2.2 Les grandes enquêtes internationales et leurs travaux

2.2.6 Le Barómetro Iberoamericano de gobernabilidad

Même si elles représentent souvent un acteur important dans les grandes enquêtes, les entreprises privées sont rarement impliquées dans toutes les phases de la réalisation des sondages internationaux. Sous la responsabilité d’un  consortium d'entreprises spécialisées en enquêtes d’opinion, le baromètre ibéro -américain  fait  figure  d’exception.  Dirigé  par  le  Consorcio Iberoamericano de Empresas de Investigacion de Mercados y Asesoramiento (CIMA), ce baromètre s’organise autour de ses membres, des firmes qui ont comme mandat de réaliser  une fois par année des sondages dans leur pays respectif de la région ibéro-américain.  L’objectif  premier  de  ces  enquêtes  nationales  réalisées  depuis  1992  est de connaître les opinions des citoyens latino-américains, espagnols et portugais sur les chefs d’États de la région. 
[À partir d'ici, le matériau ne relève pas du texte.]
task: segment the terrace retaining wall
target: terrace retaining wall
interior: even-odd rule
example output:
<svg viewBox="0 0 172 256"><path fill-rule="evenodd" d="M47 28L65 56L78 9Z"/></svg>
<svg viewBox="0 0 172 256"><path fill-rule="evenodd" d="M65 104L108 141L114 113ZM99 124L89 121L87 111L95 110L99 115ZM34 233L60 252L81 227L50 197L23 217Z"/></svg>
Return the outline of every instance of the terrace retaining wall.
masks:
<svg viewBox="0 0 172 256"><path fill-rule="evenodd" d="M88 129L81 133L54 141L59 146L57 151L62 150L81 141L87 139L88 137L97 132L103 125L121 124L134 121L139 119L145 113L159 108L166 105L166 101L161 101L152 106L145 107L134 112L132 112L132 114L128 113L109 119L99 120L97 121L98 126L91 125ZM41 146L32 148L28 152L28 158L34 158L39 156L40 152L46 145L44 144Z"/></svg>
Outre  l’analyse  des  taux  de  sympathie  à  l’égard  des  chefs  d’État, la direction du CIMA et ses membres cherchent aussi à connaître les points de vue des  citoyens  sur  des  enjeux  secondaires.  D’une  année  à  l’autre,  les  sondeurs 

choisissent  des  thématiques  qui  changent  en  fonction  de  l’actualité  ou  d’autres  critères. Par exemple, en 2006 et en 2008, le CIMA chercha à connaître l’attachement  des  citoyens  ibéro-américains pour la démocratie. Des questions d’ordre général étaient ainsi incorporées aux sondages annuels afin de mesurer  la préférence des Ibéro-Américains pour « la démocratie » ou encore pour évaluer  leur  niveau  d’appui  « au système politique ». En 2006, les sondeurs ajoutèrent une série de questions plus précises afin de connaître le niveau de tolérance des sondés envers la participation politique (droit de vote, manifestations, discours télévisés, etc.) des « gens qui critiquent le gouvernement ».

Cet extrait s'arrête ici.